Morton's NeuromaWhat is Morton’s Neuroma?  Morton’s Neuroma is a common and painful condition of the ball of the foot.  It comes about when the small nerve running between the long bones of the forefoot (metatarsals) is squeezed, just before its entry into two of the toes.  This is usually between the third and fourth metatarsals and toes.  This site is pictured in the adjacent diagram. Less commonly, it occurs between the second and third toes and rarely between the fourth and fifth toes.  It is not usually found in the first interspace, meaning the space between the 1st and 2nd metatarsals.   In the diagram, you can see that the nerve divides into two parts between the metatarsal heads, at the point where the space between the bones is narrower. If the nerve is repeatedly damaged by being compressed between the bones, the nerve will thicken, forming a mass on the nerve at this point. The larger the nerve becomes, the greater the likelihood of it being trapped between the bones and so the problem can get progressively worse.


What are the symptoms of Morton’s Neuroma?

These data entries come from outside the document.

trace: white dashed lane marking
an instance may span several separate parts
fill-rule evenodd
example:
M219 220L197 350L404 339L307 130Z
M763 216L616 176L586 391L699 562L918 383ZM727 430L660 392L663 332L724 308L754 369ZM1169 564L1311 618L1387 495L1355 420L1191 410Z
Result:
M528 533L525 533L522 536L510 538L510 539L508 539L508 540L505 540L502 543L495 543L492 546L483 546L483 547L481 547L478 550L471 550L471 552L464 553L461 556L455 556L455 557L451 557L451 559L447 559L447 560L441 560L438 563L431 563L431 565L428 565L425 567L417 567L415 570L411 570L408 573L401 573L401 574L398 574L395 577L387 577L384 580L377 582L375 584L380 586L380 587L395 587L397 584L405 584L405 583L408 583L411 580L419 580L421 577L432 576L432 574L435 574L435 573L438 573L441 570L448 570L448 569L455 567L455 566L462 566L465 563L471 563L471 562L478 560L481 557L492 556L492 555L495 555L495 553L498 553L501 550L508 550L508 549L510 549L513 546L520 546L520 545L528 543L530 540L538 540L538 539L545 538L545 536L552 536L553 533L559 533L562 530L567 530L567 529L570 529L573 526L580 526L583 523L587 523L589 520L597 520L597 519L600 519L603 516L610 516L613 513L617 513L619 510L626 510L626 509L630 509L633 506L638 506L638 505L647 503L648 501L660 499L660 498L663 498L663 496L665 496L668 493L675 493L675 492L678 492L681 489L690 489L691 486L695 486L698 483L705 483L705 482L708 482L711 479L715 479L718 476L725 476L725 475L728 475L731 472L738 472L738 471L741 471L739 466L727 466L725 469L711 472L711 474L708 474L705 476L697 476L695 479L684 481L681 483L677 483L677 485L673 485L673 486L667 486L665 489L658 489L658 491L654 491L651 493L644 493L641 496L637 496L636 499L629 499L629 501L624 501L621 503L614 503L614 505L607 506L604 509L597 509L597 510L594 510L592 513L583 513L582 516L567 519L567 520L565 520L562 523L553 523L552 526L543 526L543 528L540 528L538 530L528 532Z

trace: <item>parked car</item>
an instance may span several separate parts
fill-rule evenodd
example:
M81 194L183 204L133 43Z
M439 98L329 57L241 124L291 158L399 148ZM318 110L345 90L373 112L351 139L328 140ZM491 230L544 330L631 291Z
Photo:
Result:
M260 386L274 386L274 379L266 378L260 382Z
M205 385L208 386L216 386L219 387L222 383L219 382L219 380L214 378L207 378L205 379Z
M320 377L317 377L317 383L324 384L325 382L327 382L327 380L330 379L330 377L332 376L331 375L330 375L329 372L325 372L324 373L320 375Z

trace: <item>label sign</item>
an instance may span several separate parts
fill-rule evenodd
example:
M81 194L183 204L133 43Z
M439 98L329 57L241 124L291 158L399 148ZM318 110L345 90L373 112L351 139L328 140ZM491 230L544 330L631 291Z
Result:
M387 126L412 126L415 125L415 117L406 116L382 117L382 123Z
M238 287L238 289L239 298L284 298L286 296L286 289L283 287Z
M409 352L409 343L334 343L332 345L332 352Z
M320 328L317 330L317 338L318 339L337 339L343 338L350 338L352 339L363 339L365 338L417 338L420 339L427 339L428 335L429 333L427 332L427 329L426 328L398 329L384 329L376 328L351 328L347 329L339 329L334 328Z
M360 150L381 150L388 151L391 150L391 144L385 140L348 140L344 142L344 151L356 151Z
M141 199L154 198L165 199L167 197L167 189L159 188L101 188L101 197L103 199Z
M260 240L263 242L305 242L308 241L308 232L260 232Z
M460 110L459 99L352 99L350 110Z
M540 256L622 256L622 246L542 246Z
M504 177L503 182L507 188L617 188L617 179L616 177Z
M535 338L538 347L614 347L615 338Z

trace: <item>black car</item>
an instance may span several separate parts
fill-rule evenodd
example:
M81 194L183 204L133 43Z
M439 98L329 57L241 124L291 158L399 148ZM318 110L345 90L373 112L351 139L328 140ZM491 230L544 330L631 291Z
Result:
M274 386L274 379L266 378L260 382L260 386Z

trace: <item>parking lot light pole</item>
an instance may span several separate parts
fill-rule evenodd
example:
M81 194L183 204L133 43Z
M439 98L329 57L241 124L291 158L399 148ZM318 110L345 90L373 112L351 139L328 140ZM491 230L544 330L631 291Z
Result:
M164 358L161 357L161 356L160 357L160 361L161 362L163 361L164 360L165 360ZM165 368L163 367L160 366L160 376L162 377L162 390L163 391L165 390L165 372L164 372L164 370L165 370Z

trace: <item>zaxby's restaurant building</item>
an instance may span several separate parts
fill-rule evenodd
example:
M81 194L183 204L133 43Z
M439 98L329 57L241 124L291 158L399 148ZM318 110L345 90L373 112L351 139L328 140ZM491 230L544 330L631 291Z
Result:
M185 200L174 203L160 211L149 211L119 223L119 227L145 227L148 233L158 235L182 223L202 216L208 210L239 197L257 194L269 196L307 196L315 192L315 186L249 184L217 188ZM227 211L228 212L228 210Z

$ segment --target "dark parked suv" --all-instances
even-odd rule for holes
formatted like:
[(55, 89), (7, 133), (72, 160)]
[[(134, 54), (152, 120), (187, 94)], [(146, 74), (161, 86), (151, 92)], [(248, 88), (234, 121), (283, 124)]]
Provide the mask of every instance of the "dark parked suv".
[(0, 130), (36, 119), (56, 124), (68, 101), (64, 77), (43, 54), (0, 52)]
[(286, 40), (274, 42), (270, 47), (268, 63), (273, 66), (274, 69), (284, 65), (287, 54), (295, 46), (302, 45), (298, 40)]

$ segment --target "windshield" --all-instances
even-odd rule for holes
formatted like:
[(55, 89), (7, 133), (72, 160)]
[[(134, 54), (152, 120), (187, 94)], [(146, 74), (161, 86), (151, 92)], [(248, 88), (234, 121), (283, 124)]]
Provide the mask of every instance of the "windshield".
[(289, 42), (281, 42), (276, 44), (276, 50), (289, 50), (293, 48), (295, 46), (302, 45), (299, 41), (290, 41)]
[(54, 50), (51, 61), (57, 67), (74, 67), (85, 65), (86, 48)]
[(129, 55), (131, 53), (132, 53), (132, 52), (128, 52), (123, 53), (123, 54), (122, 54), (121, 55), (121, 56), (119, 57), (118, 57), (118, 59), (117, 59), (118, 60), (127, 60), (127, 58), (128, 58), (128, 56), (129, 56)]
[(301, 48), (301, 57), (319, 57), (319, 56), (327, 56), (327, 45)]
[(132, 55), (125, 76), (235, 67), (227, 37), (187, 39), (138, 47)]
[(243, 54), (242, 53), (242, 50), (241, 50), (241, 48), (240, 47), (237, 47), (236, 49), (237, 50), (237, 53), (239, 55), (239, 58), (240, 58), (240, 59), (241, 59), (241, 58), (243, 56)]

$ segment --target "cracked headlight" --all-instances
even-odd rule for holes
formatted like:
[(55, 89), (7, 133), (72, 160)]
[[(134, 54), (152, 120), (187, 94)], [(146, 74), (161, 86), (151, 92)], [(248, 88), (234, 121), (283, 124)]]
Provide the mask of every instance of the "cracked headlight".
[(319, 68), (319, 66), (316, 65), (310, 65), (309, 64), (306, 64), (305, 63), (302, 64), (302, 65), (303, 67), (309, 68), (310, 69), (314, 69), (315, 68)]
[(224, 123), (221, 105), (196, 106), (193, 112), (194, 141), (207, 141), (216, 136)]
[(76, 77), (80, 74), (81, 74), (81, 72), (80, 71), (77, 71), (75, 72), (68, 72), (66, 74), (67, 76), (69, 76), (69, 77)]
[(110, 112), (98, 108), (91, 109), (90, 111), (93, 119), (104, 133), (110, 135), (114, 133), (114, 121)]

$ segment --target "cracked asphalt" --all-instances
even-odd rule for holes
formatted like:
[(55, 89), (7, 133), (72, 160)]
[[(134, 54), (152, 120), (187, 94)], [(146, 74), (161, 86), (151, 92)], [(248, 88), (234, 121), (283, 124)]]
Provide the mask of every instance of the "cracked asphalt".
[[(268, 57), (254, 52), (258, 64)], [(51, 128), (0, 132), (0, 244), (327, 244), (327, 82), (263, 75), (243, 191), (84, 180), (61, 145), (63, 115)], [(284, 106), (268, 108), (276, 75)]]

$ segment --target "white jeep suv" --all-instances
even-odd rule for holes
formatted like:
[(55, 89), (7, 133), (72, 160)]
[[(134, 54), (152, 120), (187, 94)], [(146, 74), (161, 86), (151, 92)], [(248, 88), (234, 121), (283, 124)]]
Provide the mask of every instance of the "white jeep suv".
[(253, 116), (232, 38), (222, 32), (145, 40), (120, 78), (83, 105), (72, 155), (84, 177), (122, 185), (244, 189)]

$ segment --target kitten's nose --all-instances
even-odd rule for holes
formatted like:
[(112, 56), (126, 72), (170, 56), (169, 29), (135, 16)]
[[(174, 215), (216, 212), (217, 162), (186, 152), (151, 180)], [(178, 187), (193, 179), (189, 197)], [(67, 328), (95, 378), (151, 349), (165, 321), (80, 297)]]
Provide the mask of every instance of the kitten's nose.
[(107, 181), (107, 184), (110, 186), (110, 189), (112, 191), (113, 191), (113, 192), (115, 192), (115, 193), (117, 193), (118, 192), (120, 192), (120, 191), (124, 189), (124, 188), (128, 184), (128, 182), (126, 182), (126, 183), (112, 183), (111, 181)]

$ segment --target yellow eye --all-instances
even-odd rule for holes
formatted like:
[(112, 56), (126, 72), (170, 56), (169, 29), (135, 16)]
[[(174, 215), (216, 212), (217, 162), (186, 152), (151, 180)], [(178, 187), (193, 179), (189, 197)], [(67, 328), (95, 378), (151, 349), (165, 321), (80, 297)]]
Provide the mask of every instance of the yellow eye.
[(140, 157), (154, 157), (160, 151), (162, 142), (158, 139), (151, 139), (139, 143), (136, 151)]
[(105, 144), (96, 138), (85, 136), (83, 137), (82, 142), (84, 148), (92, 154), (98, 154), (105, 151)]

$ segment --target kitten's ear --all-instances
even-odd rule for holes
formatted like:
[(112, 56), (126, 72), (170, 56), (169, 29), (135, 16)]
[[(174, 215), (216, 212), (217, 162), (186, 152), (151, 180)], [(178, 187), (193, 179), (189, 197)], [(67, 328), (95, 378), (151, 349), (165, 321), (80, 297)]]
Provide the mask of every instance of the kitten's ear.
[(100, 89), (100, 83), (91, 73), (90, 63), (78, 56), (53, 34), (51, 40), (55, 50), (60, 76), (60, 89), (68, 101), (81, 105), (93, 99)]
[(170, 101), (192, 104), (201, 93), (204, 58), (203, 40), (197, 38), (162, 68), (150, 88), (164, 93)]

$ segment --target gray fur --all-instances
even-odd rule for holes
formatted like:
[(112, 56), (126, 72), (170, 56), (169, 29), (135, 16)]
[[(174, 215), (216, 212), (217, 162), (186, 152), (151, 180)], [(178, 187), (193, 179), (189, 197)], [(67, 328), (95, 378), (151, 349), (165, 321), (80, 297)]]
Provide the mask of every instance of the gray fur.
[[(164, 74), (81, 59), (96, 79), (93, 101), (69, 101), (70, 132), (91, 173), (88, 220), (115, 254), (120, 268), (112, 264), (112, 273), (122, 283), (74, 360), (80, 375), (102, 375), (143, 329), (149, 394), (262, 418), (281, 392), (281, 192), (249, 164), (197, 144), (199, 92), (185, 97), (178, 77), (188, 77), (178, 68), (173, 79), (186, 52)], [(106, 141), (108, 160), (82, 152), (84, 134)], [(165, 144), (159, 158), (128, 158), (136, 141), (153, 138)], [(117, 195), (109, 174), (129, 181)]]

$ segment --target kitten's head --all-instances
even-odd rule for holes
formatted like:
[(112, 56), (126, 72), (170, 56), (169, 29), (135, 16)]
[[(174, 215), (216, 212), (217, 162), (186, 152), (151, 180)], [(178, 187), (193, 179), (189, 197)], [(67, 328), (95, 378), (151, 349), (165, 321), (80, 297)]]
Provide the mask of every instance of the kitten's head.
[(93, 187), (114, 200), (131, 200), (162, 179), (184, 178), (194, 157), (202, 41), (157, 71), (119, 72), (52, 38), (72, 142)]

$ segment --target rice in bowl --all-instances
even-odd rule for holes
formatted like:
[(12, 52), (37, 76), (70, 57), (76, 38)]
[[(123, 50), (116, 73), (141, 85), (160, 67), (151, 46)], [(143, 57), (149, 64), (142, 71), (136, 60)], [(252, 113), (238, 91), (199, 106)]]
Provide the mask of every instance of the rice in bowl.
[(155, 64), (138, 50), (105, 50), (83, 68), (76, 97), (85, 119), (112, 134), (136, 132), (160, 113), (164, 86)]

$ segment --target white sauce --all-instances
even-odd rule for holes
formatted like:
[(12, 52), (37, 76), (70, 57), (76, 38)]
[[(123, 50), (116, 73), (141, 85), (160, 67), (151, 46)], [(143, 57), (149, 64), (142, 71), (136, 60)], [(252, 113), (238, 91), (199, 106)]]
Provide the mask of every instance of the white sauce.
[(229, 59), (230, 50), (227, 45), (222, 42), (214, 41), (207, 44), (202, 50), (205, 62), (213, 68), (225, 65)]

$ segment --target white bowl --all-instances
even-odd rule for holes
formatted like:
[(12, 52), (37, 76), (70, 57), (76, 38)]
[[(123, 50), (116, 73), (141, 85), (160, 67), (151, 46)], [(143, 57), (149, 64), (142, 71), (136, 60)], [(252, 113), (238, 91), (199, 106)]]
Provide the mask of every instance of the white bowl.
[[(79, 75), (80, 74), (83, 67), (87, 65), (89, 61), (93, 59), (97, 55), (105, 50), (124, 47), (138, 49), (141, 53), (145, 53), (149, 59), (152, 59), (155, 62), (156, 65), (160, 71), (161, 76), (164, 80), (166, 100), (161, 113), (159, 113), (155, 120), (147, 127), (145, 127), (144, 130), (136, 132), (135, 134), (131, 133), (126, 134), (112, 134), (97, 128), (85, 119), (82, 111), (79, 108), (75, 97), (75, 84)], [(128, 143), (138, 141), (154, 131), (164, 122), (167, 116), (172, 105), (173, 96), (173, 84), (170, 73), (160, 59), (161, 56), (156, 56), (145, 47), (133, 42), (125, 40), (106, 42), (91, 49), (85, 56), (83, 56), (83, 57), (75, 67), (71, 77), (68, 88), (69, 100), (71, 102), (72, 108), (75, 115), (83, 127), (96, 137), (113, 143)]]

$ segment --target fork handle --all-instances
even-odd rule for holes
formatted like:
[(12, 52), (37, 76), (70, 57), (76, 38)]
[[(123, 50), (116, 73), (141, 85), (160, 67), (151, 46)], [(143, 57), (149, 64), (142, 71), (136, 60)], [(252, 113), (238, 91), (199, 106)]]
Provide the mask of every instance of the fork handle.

Morton’s Neuroma pain occurs almost exclusively when wearing shoes. This is because there is less space between the metatarsal bones the tighter the shoes are.  People generally use words like ‘electric shock’, ‘burning’ and ‘searing pain’ to describe their experience.  The pain is felt in the ball of the foot but also extending into two toes. There may also be a clicking sensation that occurs at the time of the compression, known as a Mulder’s click.  This happens as the swollen nerve is squeezed so hard between the bones that it ‘pops out’ either the top or the bottom, depending on whether it is the dorsal or plantar nerve that is entrapped.


What causes a Morton’s Neuroma?


Morton’s Neuroma comes about when there is not enough room for the nerve in the inter-metatarsal space. Poorly fitting shoes can squeeze this space in obvious ways.   Less well known is that rolled in, or pronated, feet can also be implicated in the problem.  Pronation makes a difference because the metatarsal bones are deeper than they are wide. When the foot is in a good position, the bones are at their thinnest.  When the foot slumps in, the bones rotate about their long axis and take up more room side to side.


How do you treat Morton’s Neuroma?

The progression of treatment is as follows:

  • Footwear:  For some people, changing shoes may be all that is required.
  • Making more space between the metatarsal bones. Padding can be used to spread the toes apart or to lift up one metatarsal of the colliding pair.
  • If this padding is not sufficient, orthotics can be used to straighten the whole foot and therefore rotate the metatarsal bones to their thinnest position.
  • Injections:  Glucose injections can calm the nerve and reduce its size.  These are done simply by your podiatrist and are usually well tolerated.  They can be done from the top surface of the foot which is less painful than from underneath.  Corticosteroids can also be done in the clinic, though generally these are done from below after using a local anaesthetic.  Corticosteroids generally could be expected to have a more rapid reduction in pain than glucose. There are pros and cons to discuss before going down this treatment path.
  • Radio Frequency ablation is a relatively simple alternative to surgery.  It involves inserting a probe into the nerve and heating the probe to kill the tissue.  There are fewer complications with this treatment when compared to surgery.  This procedure is offered by some radiologists.  It is essentially the same as nerve ablation procedures offered for spinal nerve pain syndromes.
  • Surgery is rarely used as the simple treatments are very effective for this condition.  The surgery would be performed by a podiatric surgeon or orthopaedic surgeon.
  • Alcohol Ablation  is sometimes used.  This involves injection of alcohol into the neural tumour.  There are risks involved with this treatment, mostly related to the difficulty of containing the infiltrate to the area of the neuroma.  It is not frequently performed.